Boyle has a wonderful command of language and readers will be amazed by how he can created a total picture with minimal words. For example, in a story I read recently, he wrote "the house... seemed almost to sink under the weight of its mortgage." Boyle consistently creates this kind of amazing imagery throughout these stories. From full-body condoms to a struggling game safari in the California desert to a women who keeps squirrels as pets - it is almost guaranteed that you have never read anything as original or inventive as these Boyle stories. Do yourself a favor and pick up "T.C. Boyle Stories" -- and take your time and savor (I usually read a handful of stories between novels)!

Rating: 5 stars
Summary: A Must-Have for any Serious Reader
Review: This book is indispensable, and what's more, it will provide you with hours of thrilling, hilarious and heartbreaking reading. Broken up into three sections: Love, Death, And Everything In-between, "TCB Stories" is a single book that will sustain nearly any taste, because TCB is able to master so many disparate personas and styles in these stories. If you like smart, insanely well-written, exciting and bizarre, you will not be disappointed. But if you're looking for beauty, understatement, and heartbreak, you'll find that here too.
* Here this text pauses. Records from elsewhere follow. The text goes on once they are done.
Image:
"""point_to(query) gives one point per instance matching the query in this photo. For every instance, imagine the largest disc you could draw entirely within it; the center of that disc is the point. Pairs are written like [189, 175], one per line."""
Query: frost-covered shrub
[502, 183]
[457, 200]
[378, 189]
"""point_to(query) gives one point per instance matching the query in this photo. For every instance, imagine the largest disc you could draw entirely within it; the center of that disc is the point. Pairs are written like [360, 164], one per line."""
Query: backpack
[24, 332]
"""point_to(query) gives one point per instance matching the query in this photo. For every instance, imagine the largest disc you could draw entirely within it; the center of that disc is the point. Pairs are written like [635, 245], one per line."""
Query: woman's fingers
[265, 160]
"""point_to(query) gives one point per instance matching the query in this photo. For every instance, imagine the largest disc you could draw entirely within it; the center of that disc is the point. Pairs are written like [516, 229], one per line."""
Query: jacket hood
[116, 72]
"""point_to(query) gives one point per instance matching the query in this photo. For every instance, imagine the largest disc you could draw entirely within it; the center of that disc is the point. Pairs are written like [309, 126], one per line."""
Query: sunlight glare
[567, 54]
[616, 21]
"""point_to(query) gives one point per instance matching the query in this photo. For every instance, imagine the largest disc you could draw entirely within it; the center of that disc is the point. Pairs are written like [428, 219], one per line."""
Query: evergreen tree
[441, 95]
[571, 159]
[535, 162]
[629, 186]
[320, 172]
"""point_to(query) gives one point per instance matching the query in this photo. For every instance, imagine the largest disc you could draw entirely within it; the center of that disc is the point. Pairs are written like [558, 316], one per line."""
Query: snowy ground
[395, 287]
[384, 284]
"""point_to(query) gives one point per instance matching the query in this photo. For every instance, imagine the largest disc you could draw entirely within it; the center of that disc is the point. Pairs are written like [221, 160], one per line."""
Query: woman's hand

Experiments in form? Stunning metaphors? Social commentary? Yes. Also quiet character-driven pieces, monologues, and love stories. Quite frankly, this book's got it all. Bring it with you on a road-trip, or backpacking in Europe and you won't need to pack anything else. You will revisit this book again and again, you will find yourself referencing it in conversations, and most importantly you will LOVE reading it. TCB understands that you don't ever have to sacrifice excitement in order to be serious lit or in order to have deep thematic undertones -- which means that you might not even notice the implications as you're breathlessly rushing through the plot . . . until you put it down and ponder and then it hits you: wow, these are brilliant on just about every level.

Rating: 5 stars
Summary: Boyle Gets Under My Skin
Review: This collection of Boyle's fiction is big enough to make a great doorstop, but don't you dare use it that way! His muscular and sometimes head-spinning use of the English language is matched only by his wonderfully strange plot lines (full-body condoms in "Modern Love" or death by bee stings in "King Bee"). Sometimes he will make you sigh in the deep sadness of families torn apart by alcohol ("If the River Was Whiskey"), or laugh out loud with the viciousness of food critics ("Sorry Fugu"). Long after Boyle leaves this world, people will read his work. If you love great writing, buy this book. If you're an aspiring writer, devour this book.

Rating: 5 stars
Summary: Excellent flow and playful with words
Review: This is an excellent collection of varied stories. All come at some different direction like dreams and continue in a fast pace. The unexpected will arrive and thrill you, knock you over and make you think of endless possibilities. His descriptions are as good as anyone who has held a pen. Read these stories for the authors play with words and often thrilling movement.